Ukraine said on Thursday that pro-Russian rebels had reinforced their positions with tanks and missile systems in east Ukraine while marathon four-nation talks were taking place the previous night.

A deal reached at talks involving Ukraine, Russia, Germany and France envisages a ceasefire between Ukrainian forces and Russian-backed separatists starting on Sunday, but all sides said there was a long way to go towards real peace.

"The intensity of fighting is evidenced by a sharp increase in the number of people trying to leave front-line towns," Ukrainian military spokesman Andriy Lysenko said in a daily briefing a few hours after the agreement was reached in Belarus.

As the talks in Minsk dragged on through Wednesday night, around 50 tanks, 40 missile systems and 40 armored vehicles entered east Ukraine's breakaway Luhansk region from Russia via the Izvaryne border crossing, Lysenko said.

Russia denies supplying the rebels with arms and troops, despite what Ukraine and NATO say is overwhelming evidence to the contrary.

Separatists have strengthened their positions especially in Debaltseve, a strategic transport hub that has been the focus of heavy fighting in recent weeks, Lysenko said, stressing that government forces had not given up any ground.

But senior rebel commander Eduard Basurin said separatist forces had completely encircled Ukrainian troops in the town and their only option was to surrender. He said his side would honor the Minsk agreements.

"We are ready to organize the exit of Ukrainian forces from the Debaltseve encirclement on respectable conditions. They should put down their weapons and leave," Basurin told a news conference in Donetsk, broadcast live by Rossiya24 TV.

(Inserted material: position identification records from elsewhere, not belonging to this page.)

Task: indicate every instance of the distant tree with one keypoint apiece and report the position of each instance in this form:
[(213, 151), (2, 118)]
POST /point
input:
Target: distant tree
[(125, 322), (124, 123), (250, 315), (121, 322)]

"Units of the army of Donetsk People's Republic are successfully holding their positions ... and are carrying out counter-attack operations to prevent the enemy from breaking from the encirclement."

He accused Ukrainian forces of attacking rebel positions in several places on Thursday and said there had been four cases of shelling of Donetsk in which two civilians were killed. The report could not be independently verified.

A Reuters witness in separatist-held Donetsk, south-west of Debaltseve, said artillery blasts could be heard sporadically throughout the day, although it was not clear in what direction the shells were being fired or by whom.